Some of that sh*t Sarkisian was talking about? He didn’t want for there to be any reason for anyone to discount this win. Conversations about Davis Beville in 2022 and Michael Hawkins in 2024 have tried to lessen the value of Texas’ dominant victories in those games. If it was Hawkins again on Saturday, Sarkisian knows there would have been people who continued to doubt his team’s ability in this game.
Mateer playing meant for Sarkisian, his team left no doubt.
“I’m glad the quarterback played,” Sarkisian said. “John Mateer is a heck of a player, but I didn’t want to come up here and answer ‘what if he would have played?’ The fact that we created three turnovers, got five sacks. When you look at our defense, there was a lot of great playmakers today and a lot of guys did some different things.”
As mentioned, Texas made the most of all three phases. Ryan Niblett brought a punt back 75 yards in the fourth quarter for a touchdown that put Texas up two scores. Mason Shipley was 3-for-5 on field goals, missing only his attempts that were 50+ yards. Everything worked for Texas after nothing seemed to work against Florida.

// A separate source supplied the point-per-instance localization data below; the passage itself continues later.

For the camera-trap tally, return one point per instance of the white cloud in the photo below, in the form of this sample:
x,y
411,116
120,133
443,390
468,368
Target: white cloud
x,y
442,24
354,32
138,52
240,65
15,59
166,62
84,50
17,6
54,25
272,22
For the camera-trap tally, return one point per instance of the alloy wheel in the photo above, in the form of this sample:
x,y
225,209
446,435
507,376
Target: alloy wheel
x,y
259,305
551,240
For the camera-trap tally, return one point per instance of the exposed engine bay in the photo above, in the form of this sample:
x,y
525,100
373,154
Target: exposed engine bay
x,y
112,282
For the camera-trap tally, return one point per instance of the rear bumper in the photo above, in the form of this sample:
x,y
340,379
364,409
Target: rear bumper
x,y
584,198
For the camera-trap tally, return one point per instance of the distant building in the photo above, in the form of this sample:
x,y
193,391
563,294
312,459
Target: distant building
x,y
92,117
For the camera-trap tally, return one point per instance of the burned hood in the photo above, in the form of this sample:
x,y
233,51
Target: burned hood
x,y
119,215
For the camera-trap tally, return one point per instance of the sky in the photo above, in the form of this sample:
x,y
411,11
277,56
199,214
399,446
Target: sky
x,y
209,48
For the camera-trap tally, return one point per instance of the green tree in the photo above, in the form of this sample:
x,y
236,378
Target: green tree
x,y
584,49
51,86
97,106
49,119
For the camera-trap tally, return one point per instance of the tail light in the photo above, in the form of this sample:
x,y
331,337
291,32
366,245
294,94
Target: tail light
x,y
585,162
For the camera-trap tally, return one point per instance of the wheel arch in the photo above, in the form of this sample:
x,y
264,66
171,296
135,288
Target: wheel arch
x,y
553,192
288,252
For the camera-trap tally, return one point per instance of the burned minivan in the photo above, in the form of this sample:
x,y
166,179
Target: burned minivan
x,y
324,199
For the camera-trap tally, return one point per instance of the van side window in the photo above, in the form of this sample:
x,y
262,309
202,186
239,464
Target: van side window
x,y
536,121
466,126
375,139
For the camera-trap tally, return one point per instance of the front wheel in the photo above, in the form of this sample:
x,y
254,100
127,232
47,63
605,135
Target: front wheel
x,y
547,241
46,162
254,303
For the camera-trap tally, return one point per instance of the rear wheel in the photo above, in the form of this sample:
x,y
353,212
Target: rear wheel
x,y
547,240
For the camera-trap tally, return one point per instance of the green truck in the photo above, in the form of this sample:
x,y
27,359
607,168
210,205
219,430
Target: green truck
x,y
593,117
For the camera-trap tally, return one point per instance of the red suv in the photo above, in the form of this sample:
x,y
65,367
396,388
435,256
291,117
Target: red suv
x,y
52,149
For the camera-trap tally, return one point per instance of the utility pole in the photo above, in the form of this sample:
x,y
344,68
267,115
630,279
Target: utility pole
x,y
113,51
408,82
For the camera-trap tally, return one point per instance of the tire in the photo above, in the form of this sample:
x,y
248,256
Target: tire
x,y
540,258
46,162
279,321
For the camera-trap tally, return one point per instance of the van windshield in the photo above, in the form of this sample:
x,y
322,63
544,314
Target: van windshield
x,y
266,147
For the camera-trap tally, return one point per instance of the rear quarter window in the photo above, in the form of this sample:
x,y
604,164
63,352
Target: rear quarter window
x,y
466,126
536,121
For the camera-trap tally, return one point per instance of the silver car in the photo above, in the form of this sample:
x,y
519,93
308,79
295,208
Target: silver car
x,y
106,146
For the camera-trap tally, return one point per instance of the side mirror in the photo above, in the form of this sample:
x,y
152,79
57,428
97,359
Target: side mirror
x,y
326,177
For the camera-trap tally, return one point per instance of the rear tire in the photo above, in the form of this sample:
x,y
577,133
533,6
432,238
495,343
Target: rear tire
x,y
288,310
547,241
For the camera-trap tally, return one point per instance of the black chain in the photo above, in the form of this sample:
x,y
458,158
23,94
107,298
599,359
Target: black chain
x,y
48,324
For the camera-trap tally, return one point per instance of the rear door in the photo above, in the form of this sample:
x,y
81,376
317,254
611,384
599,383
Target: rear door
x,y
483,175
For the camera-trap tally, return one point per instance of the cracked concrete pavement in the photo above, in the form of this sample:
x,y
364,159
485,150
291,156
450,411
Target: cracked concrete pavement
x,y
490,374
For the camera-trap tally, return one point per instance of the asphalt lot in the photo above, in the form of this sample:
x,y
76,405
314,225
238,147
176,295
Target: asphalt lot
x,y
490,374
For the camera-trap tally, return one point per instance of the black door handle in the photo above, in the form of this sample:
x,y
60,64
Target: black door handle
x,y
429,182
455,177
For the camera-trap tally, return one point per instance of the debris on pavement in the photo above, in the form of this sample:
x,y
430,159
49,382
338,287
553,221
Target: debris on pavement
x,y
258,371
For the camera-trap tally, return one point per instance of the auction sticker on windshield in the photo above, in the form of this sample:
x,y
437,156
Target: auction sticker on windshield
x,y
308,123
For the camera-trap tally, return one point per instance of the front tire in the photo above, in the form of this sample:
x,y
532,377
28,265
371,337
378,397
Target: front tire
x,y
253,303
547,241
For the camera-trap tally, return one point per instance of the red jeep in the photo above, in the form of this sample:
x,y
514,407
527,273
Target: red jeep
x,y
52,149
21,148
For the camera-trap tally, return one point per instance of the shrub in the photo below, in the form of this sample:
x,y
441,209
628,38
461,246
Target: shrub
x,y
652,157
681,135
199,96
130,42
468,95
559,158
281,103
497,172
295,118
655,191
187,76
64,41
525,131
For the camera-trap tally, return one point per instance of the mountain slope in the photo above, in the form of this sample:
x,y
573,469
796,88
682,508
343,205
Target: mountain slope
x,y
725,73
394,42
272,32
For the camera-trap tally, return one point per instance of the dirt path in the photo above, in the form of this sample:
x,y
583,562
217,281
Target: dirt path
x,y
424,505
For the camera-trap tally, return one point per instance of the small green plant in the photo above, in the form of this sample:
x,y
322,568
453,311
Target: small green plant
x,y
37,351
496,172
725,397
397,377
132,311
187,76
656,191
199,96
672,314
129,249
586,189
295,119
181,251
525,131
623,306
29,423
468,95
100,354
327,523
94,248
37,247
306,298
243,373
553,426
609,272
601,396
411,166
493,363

Sarkisian carried an attitude into his postgame comments, one that he obviously shared with the team prior to the contest and that his team carried into the Cotton Bowl. It was one he mentioned his team will need going forward in SEC play.
“If we can play the way we played today, we’re plenty good enough to compete with any team in our conference,” Sarkisian said. “But we’ve got to play that way.”
That’s exactly what the Longhorns did on Saturday in the Fair Park, shushing critics, taking all the sh*t talk Texas heard over the past week, and using it as fuel on their way to a significant win for Sarkisian and for his program.